You can deploy as many instances of Kantree processes as you want on as many machine as long as they connect to the same PostgreSQL and Redis instances.
Installing a node
First, generate a configuration file that you can use on all your nodes:
$ ./platform gen-config config-prod.yml
Then you can unpack the kantree archive on each node, add your configuration file and your license file and then run:
$ ./platform init-node
Upgrade your database from one of the node using:
$ ./platform upgrade-db
To start only a specific process, use the run command with the process name as argument:
$ ./platform run web
$ ./platform run worker
$ ./platform run scheduler
$ ./platform run realtime
You don’t have to start all the processes together. You can for example start worker processes on one machine and web and realtime processes on another.
If you are starting workers on a machine dedicated to background processing, remember to properly scale the number of workers.
Load balacing the nodes
Finally, you’ll need to install a load-balancer to serve Kantree using all the nodes. We recommend Nginx (which we use ourselves). You will find an nginx.conf.example file at the root of your installation.

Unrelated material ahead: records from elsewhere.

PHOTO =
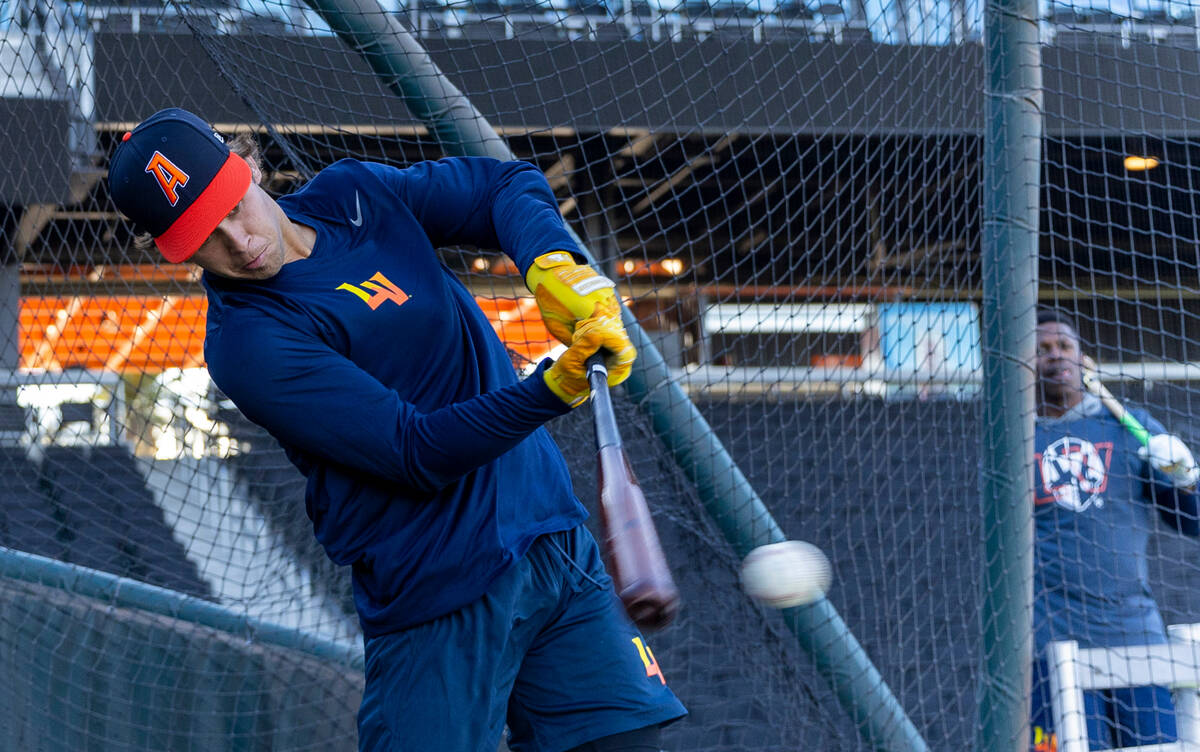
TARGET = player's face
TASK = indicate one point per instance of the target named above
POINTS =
(1060, 375)
(253, 241)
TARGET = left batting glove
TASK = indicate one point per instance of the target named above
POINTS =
(1171, 457)
(568, 293)
(568, 377)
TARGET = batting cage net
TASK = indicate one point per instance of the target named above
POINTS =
(790, 198)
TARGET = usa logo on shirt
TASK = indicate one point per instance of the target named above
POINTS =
(1074, 473)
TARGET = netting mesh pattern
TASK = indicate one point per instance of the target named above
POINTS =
(789, 196)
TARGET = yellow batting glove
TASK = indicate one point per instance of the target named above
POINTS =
(568, 377)
(568, 293)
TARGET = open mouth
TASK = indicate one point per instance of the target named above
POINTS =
(258, 260)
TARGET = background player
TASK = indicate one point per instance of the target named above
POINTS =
(1096, 489)
(334, 325)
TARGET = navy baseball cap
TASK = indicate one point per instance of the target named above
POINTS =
(177, 179)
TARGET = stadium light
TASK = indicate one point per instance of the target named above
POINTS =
(1134, 163)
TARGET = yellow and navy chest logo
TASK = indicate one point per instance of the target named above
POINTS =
(376, 292)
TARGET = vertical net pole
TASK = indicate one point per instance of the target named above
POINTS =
(744, 519)
(1012, 169)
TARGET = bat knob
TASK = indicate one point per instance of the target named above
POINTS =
(649, 607)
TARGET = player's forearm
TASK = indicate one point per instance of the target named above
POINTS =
(526, 215)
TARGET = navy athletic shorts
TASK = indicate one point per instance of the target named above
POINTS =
(1126, 717)
(547, 649)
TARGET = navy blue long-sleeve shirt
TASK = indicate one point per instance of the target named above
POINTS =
(1095, 506)
(429, 470)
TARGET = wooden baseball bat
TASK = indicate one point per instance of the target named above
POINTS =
(1093, 384)
(631, 545)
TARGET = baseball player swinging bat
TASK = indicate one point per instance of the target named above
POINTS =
(631, 545)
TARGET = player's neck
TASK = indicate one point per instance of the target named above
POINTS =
(300, 240)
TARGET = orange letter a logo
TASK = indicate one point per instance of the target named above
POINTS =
(169, 176)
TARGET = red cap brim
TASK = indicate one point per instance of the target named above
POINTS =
(193, 227)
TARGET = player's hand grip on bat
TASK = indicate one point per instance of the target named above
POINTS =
(568, 377)
(1171, 457)
(569, 293)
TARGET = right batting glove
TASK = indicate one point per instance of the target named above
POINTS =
(568, 293)
(568, 377)
(1170, 456)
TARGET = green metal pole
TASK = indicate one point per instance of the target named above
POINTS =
(1011, 197)
(408, 71)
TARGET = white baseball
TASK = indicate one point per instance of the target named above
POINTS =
(786, 575)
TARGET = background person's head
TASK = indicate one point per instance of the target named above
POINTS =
(1060, 377)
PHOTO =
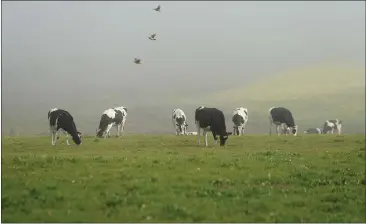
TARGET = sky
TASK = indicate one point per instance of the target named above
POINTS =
(72, 53)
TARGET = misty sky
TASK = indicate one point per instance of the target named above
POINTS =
(75, 53)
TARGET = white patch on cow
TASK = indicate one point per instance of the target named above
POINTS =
(111, 113)
(243, 112)
(192, 133)
(205, 132)
(330, 127)
(54, 109)
(180, 129)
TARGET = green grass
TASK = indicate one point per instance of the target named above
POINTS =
(147, 178)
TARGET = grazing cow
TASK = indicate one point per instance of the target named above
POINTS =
(191, 133)
(331, 125)
(179, 120)
(211, 119)
(112, 117)
(59, 119)
(240, 119)
(282, 117)
(313, 131)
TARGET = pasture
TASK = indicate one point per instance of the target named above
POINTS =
(162, 178)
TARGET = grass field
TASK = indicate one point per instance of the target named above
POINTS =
(147, 178)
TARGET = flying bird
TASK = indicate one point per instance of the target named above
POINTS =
(152, 36)
(157, 8)
(137, 61)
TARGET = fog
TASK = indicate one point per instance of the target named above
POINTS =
(79, 55)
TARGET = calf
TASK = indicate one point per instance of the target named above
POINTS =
(211, 119)
(282, 118)
(112, 117)
(179, 121)
(331, 125)
(313, 131)
(191, 133)
(59, 119)
(240, 119)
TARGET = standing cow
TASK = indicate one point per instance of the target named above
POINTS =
(179, 121)
(240, 119)
(313, 131)
(211, 119)
(283, 119)
(331, 125)
(112, 117)
(59, 119)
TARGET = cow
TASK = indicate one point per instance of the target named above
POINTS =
(211, 119)
(179, 121)
(313, 131)
(112, 117)
(282, 118)
(191, 133)
(240, 119)
(61, 120)
(331, 125)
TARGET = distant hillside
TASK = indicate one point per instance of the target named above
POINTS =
(313, 94)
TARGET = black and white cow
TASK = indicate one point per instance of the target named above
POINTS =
(211, 119)
(313, 131)
(331, 125)
(179, 121)
(240, 119)
(59, 119)
(112, 117)
(283, 119)
(191, 133)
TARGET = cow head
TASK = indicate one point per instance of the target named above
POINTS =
(223, 138)
(181, 127)
(294, 130)
(99, 132)
(77, 138)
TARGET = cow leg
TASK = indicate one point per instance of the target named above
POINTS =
(118, 127)
(56, 137)
(278, 129)
(122, 126)
(215, 137)
(339, 127)
(175, 126)
(53, 137)
(108, 130)
(198, 132)
(205, 134)
(67, 137)
(270, 127)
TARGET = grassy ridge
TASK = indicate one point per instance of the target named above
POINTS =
(313, 94)
(146, 178)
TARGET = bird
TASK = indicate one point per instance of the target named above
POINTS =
(152, 36)
(137, 61)
(157, 8)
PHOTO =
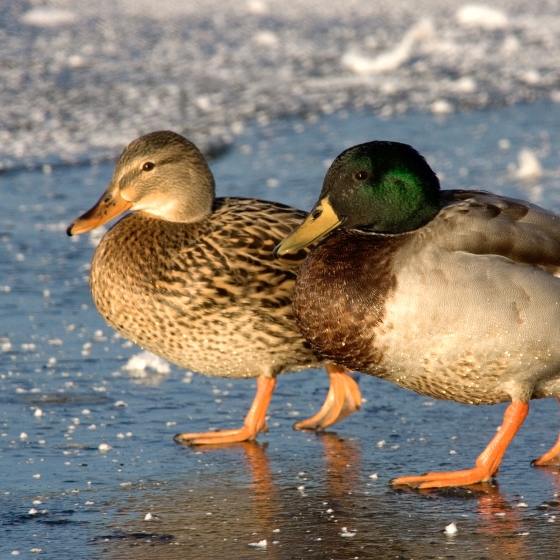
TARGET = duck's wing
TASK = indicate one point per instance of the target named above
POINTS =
(483, 223)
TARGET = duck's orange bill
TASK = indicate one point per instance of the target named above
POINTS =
(109, 206)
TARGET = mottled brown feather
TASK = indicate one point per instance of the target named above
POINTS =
(207, 296)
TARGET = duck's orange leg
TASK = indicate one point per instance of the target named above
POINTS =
(254, 421)
(552, 457)
(343, 399)
(487, 462)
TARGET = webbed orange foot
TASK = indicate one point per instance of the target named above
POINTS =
(487, 463)
(443, 479)
(254, 421)
(344, 398)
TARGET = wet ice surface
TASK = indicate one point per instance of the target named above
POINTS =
(87, 420)
(80, 79)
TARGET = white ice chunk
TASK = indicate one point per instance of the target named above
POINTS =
(529, 168)
(485, 17)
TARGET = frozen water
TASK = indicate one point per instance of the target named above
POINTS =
(80, 80)
(101, 454)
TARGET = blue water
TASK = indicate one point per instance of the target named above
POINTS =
(59, 356)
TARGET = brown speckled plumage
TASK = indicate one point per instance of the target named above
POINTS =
(207, 296)
(193, 279)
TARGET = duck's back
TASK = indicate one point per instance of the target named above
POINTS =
(208, 296)
(466, 308)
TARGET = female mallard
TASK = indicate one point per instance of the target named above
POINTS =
(449, 293)
(192, 278)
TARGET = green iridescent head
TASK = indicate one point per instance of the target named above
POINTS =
(382, 187)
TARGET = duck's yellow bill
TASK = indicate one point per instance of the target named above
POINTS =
(109, 206)
(321, 220)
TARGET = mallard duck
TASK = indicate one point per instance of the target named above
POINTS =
(192, 278)
(452, 294)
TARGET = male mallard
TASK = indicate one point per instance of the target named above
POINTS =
(192, 278)
(449, 293)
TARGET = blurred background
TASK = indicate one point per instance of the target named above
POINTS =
(271, 91)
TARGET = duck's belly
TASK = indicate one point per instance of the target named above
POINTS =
(208, 335)
(487, 332)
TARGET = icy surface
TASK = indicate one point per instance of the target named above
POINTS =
(98, 454)
(79, 80)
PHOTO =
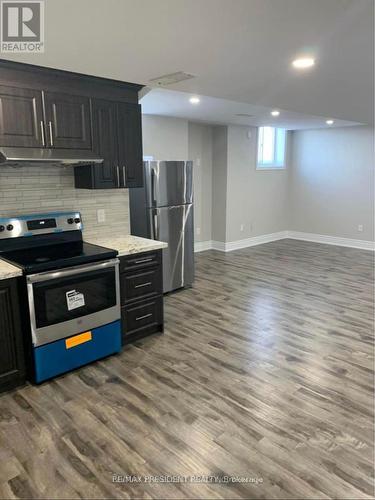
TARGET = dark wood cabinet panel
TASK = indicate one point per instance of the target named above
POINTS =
(117, 136)
(41, 107)
(140, 284)
(68, 120)
(21, 117)
(141, 288)
(130, 144)
(142, 318)
(139, 261)
(12, 364)
(104, 135)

Add the ip addresses for all your nodes running web processes in the upstream app
section. Same of the push processes under the upstream push
section.
You will also need to replace the {{SERVER_NAME}}
and {{PATH_TO_KANTREE_ROOT}}
placeholders.
IMPORTANT: for the realtime server, the session needs to be sticky (ie. the requests coming from a client needs to always reach the same server).
Services Kantree depends on
Redis
Given the usage we do of Redis, you shouldn’t need to have a complicated Redis deployement. For almost all setups, Redis can be installed on the same machine as your Kantree server. If the application server becomes to low on RAM, you can put Redis on its own machine and that should be enough.
In case you want to ensure high-avaibility, you can check out Redis Sentinel.
Postgresql
Postgresql can be a tricky beast to scale. For the vast majority of deployments, Postgresql can live on a single machine. If you encounter performance issues due to the database, consider upgrading the machine itself (the hardware) before trying to scale horizontally.
There are many ressources to help you scale Postgresql or configure high-availability. It is not the purpose of this guide to cover these aspects.